Day 23 - Relaxation is Divine

The four layers of wool blankets kept me warm enough through the night. I woke up refeshed, and looked out my window to see a breathtaking lake wish me "good morning".

At 10 am, we went for a boat ride. It was a sailboat, a tiny blue thing that still smelled of fresh paint. Maolo, our boat driver, rowed the sailboat. The air was windless so the sail wouldn´t have worked. For the next two hours, Nikhil and I were insignificant creatures in the face of a magnificent tranquility. Maolo´s wooden oar creaked rhythmically as it galloshed gently in the smooth water. Slowly, we left the sunlit fields of Llachon behind, the donkeys´ braying becoming a quiet echo. White seagulls swooped toward us and glided away just as gracefully. We moved toward the snow-capped mountains of bordering Bolivia, surrounded by a silkly sea of rippling silver. Each little crest caught a ray of sun, bouncing it back instantly and creating a play of light in which hundreds of specks glistened like diamonds. We floated toward nets set up to catch fish; the familiar scent of pescado didn´t take long to find my nose. Two men worked busily, filtering small trucha into a larger net. A rosy-cheeked boy in a woolen hat half-heartedly watched them, his focus being the yellow toy in his chubby hands. On our way back, Maolo put up the sail, and we drifted back so comfortably I thought I would fall asleep. I didn´t want ot miss a single moment of this meditative experience, so I resisted the urge. It wasn´t until I read a few George Orwell essays in the sun for an hour that I took the much awaited nap.

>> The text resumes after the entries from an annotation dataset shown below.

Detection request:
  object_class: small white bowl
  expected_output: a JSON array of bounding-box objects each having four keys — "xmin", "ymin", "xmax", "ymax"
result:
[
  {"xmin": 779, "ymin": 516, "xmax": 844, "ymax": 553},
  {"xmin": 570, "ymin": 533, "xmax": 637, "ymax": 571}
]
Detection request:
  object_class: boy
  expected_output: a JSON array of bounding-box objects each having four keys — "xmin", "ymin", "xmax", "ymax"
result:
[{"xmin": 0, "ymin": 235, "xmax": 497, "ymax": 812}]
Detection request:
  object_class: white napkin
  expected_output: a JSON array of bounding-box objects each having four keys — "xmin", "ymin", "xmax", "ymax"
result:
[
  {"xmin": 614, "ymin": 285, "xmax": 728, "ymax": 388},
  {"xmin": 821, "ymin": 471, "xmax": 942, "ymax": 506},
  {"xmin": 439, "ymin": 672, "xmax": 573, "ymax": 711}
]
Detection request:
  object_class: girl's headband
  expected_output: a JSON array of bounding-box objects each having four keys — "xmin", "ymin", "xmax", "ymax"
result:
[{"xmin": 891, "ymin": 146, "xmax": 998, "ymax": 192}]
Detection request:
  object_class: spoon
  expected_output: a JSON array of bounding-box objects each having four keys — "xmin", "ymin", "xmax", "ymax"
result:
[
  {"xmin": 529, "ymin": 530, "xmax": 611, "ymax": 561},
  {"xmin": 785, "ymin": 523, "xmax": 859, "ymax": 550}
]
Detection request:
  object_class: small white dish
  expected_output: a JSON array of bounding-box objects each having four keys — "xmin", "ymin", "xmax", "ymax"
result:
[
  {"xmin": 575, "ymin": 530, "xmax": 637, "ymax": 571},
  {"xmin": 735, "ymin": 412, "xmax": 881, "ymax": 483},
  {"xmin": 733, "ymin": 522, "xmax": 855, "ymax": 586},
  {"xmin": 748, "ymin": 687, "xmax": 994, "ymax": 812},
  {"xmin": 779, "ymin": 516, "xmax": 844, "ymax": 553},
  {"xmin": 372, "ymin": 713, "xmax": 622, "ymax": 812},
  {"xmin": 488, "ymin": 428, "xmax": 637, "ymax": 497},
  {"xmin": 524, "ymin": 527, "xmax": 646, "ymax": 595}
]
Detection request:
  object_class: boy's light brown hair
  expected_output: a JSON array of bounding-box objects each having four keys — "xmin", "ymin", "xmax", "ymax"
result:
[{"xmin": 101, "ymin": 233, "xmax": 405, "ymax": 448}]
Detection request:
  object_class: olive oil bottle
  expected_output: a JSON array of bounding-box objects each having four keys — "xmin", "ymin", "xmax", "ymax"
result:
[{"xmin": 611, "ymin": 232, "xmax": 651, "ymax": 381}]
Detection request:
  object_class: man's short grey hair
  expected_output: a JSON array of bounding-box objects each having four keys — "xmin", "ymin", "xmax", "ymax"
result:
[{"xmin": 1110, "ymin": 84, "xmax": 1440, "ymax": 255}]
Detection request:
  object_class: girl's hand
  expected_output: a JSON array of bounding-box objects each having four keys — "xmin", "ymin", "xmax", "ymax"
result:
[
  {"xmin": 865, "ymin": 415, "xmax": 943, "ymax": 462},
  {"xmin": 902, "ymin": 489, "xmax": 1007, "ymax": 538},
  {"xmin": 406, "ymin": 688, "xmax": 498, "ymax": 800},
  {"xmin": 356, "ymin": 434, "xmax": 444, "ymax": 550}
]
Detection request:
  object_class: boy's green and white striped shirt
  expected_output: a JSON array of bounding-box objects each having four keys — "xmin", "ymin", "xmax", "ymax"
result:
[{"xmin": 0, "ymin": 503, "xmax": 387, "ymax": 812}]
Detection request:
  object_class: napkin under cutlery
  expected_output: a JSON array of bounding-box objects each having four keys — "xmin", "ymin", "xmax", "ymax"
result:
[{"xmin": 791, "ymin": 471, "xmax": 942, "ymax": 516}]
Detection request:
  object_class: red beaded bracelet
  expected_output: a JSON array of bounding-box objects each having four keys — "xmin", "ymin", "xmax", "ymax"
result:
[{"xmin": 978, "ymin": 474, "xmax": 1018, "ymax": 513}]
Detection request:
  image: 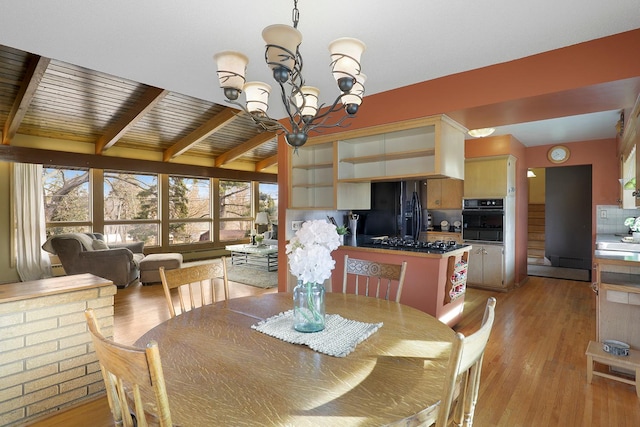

Evening was much chillier than the afternoon had been. We sat in the cafeteria an hour before dinner, enjoying a cup of mate de coca. Nikhil was doing a lot better, I could tell by how he was speaking. Valentin stopped by to chat, and the conversation soon turned political. He was a big supporter of Fujimori, as the weaver in Huahlvas had been. "A dictatorship is better. Democracy is corrupt." That was a shocker. If a dictator gave my town an ambulance, hospitals, and schools maybe I´d support one too. This viewpoint was world´s apart from those I remembered hearing in Lima from Mayra and Manuel. They supported Alan Garcia, the current president. They despised the Bolivian leader, Evo Morales, because of his friendship with the Venezuelan Hugo Chavez. Why did the middle class in Lima think so differently? "They are afraid all of Latin America will have indigenous leaders in the next few years." Valentin had all the answers.

We ended the day with a walk on the moonlit beach. Tomorrow we head to Puno, from where we´ll take a bus back to Cusco. These two days have been a vacation within a vacation. I´ve eaten, slept, and eaten some more. It would be nice to come back here some day. I´ll look for the red roof.